- City: Milton Keynes, England
- League: British National League (1999–2002); English Premier Ice Hockey League (1998–1999); British Hockey League (1990–1996);
- Founded: 1990
- Folded: 2002
- Home arena: Planet Ice Arena Milton Keynes
- Head coach: / Rick Strachan

= Milton Keynes Kings =

Ice hockey team in Buckinghamshire, England

Milton Keynes Kings were an Ice Hockey team based in Milton Keynes, England.

==History==
The MK Kings originally played in various divisions of the British Hockey League (BHL) from 1990 until 1996. In 1998, two seasons after the closure of the BHL, they joined the English Premier Ice Hockey League (EPIHL) for a season before moving into the higher level British National League for four consecutive seasons between 1999 and 2003.

Following a dispute with the owners of the Planet Ice Arena in Milton Keynes in 2002; combined with the dissolution of the second incarnation of the Solihull Barons, the team relocated to the Blue Ice Plaza in Solihull, where they rebranded themselves the Solihull MK Kings for the 2002-03 BNL season; effectively merging the Milton Keynes and Solihull franchises in that league.

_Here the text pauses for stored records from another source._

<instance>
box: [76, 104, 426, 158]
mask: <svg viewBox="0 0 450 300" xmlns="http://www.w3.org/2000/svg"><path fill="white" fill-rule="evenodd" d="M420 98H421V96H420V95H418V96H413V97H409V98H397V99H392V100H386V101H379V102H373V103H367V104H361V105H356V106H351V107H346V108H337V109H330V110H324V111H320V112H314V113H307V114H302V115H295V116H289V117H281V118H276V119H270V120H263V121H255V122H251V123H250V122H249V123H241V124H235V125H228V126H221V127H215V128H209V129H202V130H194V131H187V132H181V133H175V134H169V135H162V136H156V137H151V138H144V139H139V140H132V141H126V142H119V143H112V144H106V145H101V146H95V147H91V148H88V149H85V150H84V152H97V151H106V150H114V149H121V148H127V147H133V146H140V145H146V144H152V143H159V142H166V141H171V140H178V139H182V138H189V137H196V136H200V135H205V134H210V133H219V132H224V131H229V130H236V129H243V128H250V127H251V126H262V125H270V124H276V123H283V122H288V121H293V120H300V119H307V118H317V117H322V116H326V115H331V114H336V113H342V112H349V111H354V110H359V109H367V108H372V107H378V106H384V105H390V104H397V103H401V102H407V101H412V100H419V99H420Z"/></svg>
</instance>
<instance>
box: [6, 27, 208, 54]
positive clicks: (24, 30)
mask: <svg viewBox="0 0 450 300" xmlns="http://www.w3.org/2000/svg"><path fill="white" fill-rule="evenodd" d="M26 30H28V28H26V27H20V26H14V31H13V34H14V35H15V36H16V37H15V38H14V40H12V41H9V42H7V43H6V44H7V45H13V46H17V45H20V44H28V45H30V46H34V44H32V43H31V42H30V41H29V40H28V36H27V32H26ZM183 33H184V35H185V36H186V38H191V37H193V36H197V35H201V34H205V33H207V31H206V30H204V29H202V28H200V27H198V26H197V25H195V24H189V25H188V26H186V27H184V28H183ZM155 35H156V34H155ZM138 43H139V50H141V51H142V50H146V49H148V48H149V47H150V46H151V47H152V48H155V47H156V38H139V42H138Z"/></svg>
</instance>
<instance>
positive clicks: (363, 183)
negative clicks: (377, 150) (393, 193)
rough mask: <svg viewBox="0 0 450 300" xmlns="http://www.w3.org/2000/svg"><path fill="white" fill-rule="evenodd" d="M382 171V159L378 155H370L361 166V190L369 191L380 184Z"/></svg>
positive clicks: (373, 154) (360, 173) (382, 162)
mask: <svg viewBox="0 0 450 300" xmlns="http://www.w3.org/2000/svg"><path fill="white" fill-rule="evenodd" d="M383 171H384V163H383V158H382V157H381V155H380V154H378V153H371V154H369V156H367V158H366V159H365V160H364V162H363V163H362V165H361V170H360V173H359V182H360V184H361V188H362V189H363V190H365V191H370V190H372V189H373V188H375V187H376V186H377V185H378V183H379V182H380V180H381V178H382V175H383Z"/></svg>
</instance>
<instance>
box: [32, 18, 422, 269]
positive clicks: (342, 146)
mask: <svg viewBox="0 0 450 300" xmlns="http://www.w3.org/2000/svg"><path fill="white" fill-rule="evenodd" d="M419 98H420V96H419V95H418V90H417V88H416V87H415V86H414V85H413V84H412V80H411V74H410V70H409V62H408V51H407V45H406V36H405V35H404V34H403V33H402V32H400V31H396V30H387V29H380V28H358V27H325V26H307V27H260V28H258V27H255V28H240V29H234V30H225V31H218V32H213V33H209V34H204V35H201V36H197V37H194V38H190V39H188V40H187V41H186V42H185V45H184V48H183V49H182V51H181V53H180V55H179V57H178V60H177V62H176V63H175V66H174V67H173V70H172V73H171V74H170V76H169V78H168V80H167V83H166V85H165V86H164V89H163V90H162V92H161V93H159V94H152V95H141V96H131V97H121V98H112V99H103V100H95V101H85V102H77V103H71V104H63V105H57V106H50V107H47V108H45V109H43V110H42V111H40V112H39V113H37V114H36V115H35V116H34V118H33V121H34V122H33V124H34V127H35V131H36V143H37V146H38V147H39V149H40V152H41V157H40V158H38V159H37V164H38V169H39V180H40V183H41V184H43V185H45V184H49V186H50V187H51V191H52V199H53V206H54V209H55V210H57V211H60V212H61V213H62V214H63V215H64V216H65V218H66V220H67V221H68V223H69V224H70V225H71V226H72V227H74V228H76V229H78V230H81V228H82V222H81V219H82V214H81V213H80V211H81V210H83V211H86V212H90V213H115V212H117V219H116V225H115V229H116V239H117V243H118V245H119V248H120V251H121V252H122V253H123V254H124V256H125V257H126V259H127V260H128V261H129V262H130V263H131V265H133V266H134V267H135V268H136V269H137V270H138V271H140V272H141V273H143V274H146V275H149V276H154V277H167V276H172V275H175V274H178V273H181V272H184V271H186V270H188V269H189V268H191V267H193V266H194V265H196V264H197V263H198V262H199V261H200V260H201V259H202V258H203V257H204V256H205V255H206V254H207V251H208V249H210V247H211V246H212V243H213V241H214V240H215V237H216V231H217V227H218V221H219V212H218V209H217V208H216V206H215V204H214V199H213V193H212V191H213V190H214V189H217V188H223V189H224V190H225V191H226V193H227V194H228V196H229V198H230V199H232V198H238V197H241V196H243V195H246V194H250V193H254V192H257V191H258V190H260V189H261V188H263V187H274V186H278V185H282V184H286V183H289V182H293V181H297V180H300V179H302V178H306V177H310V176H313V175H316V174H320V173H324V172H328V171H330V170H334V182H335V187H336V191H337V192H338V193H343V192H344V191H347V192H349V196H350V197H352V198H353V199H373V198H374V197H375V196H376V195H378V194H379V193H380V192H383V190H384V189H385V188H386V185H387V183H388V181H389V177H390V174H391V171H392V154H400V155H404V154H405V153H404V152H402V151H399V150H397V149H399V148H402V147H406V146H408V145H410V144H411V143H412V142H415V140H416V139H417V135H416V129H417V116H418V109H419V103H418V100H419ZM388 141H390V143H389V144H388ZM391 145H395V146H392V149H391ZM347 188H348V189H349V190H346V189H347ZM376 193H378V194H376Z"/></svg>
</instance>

Around the same time that the move to Solihull occurred, the owners of Planet Ice Arena formed the Milton Keynes Lightning; whom joined the EPIHL shortly after their formation. Following the culmination of the Kings' first season in Solihull in May 2003; the team resigned from the BNL and was dissolved.

Following their dissolution; they were first replaced in Solihull by the newly formed Solihull Kings, who joined the EPIHL for two seasons between 2003 and 2005 before dissolving; and later replaced by a reformed Solihull Barons who again joined the EPIHL for two seasons between 2005 and 2007; before settling into the lower English National Ice Hockey League from 2007 onwards.